National Systems of Entrepreneurship: Measurement Issues and Policy Implications
Zoltan J. Acs
George Mason University - School of Public Policy
Imperial College Business School
University of Pecs; Janus Pannonius University
February 13, 2013
GMU School of Public Policy Research Paper No. 2012-08
We contribute to research on country-level entrepreneurship by introducing the concept of National Systems of Entrepreneurship and by providing an approach to characterizing them. We suggest that National Systems of Entrepreneurship are fundamentally resource allocation systems that are driven by individual-level opportunity pursuit, through the creation of new ventures, with the outcomes of this activity regulated by country-specific institutions. In contrast with the institutional emphasis of the National Systems of Innovation frameworks, where institutions engender and regulate action, National Systems of Entrepreneurship are driven by individuals, with institutions regulating the outcomes of individual action. Building on these principles, we introduce a novel index methodology to characterizing National Systems of Entrepreneurship.
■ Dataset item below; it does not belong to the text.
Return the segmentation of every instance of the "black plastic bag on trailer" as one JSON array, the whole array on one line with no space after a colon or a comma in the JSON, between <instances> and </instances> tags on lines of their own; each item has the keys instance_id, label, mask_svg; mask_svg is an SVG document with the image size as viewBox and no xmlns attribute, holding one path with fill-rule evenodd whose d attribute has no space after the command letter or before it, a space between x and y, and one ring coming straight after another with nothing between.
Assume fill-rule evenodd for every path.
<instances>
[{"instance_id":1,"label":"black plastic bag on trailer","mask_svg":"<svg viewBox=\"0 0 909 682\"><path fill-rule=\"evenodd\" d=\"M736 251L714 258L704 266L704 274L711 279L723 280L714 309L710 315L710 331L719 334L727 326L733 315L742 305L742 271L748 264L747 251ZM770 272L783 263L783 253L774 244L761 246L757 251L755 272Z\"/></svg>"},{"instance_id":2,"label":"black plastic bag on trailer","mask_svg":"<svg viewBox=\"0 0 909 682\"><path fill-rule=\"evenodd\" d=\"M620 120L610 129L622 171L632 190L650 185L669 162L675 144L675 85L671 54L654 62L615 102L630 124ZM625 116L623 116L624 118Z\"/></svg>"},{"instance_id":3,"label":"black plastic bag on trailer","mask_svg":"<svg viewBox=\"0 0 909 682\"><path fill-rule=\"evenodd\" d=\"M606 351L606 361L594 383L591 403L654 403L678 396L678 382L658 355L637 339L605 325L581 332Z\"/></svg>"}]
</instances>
The distinctive features of the methodology are: (1) systemic approach, which recognizes interactions between components of National Systems of Entrepreneurship; (2) the Penalty for Bottleneck feature, which identifies bottleneck factors that hold back system performance; (3) contextualization, which recognizes that national entrepreneurship processes are always embedded in a given country’s institutional framework.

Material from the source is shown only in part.